Oh weh!

Normalerweise mag ich PI-news absolut nicht. Ich würde sagen: da schreiben vorzugsweise Menschen, die das, was ich bin, hassen und die ich nur als meine Feinde ansehen kann.

Heute musste ich allerdings dort einen Artikel entdecken, den ich nicht ablehnen kann. Es handelt sich um den lyrischen Erguss einer Frau zur Linde auf der Titelseite des Flensburger Tageblatts:

Was die gute Frau sich dabei gedacht haben mag, weiß ich nicht.

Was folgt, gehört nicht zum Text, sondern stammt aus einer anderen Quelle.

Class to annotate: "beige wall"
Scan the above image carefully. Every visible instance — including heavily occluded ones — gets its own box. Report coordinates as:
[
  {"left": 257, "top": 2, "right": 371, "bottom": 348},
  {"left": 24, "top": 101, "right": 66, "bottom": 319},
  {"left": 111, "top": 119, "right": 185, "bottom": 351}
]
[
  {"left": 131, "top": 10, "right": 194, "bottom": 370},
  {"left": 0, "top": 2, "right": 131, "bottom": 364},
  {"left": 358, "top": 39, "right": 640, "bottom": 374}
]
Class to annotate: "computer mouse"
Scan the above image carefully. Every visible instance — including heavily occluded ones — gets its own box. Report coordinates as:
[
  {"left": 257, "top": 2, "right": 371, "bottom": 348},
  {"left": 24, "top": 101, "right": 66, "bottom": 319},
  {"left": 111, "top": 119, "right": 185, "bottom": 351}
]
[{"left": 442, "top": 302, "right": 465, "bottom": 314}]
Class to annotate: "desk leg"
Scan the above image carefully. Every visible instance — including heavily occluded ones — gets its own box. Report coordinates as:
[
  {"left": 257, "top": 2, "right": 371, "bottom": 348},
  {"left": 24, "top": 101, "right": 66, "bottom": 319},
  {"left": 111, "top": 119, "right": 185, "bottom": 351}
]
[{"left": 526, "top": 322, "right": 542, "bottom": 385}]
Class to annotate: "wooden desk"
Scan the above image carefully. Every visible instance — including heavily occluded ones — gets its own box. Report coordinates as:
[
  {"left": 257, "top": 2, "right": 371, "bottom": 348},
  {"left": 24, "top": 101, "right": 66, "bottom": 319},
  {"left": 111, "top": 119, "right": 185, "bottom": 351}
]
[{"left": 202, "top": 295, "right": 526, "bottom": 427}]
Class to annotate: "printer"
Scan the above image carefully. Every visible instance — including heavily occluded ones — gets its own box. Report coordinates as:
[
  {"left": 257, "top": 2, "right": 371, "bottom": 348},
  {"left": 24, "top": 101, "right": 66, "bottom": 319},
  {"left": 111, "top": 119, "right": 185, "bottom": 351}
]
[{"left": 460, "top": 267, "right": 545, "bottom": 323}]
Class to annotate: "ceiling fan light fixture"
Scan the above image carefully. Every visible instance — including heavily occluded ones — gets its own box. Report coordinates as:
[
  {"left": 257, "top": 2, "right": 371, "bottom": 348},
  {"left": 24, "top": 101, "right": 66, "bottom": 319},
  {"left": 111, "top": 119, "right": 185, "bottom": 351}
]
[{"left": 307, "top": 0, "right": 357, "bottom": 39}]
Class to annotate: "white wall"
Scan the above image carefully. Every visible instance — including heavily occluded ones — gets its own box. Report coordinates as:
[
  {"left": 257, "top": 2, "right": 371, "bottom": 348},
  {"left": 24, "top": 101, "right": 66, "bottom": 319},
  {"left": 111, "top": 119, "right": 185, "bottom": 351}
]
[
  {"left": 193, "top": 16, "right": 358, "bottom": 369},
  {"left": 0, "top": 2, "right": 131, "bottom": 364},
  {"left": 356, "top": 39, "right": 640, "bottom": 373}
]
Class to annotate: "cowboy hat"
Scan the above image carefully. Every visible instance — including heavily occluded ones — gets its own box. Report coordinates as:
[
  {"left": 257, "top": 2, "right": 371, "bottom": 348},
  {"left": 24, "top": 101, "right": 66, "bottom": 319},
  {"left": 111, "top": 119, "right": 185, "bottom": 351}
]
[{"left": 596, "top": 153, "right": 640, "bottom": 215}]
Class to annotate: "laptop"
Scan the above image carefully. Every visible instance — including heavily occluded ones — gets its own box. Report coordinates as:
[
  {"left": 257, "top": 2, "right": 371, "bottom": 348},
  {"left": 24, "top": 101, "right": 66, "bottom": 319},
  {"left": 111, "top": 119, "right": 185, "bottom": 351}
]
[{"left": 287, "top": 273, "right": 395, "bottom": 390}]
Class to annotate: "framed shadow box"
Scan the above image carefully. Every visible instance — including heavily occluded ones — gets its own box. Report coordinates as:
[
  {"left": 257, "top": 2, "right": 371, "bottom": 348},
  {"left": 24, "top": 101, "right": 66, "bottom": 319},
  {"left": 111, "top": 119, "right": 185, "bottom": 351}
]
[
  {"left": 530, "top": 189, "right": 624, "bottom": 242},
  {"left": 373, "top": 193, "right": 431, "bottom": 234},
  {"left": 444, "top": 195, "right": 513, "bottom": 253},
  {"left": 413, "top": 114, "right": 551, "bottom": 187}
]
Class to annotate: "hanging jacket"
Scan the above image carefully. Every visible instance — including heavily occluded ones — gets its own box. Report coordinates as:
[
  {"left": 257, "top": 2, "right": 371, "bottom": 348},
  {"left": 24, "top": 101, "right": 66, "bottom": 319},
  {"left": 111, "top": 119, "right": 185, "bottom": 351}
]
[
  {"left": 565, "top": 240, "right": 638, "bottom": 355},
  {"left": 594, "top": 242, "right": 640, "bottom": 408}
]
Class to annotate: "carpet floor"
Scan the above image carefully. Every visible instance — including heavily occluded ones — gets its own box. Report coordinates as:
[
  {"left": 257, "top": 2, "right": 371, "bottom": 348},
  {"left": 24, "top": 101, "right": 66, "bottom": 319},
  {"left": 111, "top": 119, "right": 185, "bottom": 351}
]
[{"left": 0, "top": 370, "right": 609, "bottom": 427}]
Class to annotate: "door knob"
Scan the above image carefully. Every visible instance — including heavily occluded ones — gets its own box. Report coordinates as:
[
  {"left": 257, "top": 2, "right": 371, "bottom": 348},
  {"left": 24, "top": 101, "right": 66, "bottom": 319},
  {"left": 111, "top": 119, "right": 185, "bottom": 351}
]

Aber gleich die erste „Strophe“ ließ mich ob des Unverstandes fassungslos:

Für die Burka in Kundus
Bedeutet es
Vielleicht keinen Anschlag auf ihr Haus.
“Stille Nacht.”

Hält die Dame „Burka“ für einen Vornamen? Oder kann sie die Frauen nicht als Menschen sehen?

Ebenso hier:

Für Harlemer strongly pigmented
Bedeutet es
Vielleicht kein Crack zur Betäubung der Wut.
“Welt ging verloren.”

Wenn sie nicht weiß, wie man Schwarze richtig bezeichnet, sollte sie es lassen. Das hier ist eher aus dem Wörterbuch des Unmenschen.

Aber vielleicht sehe ich das ja nur falsch. So als Alien.

5 Antworten

  1. Alien Gratulation zu deinem Blog.

    Schönes Design und der Inhalt stimmt auch.

    Liebe Grüße Fareus

    http://fareus.wordpress.de/

  2. Freut mich, dass du hergefunden hast.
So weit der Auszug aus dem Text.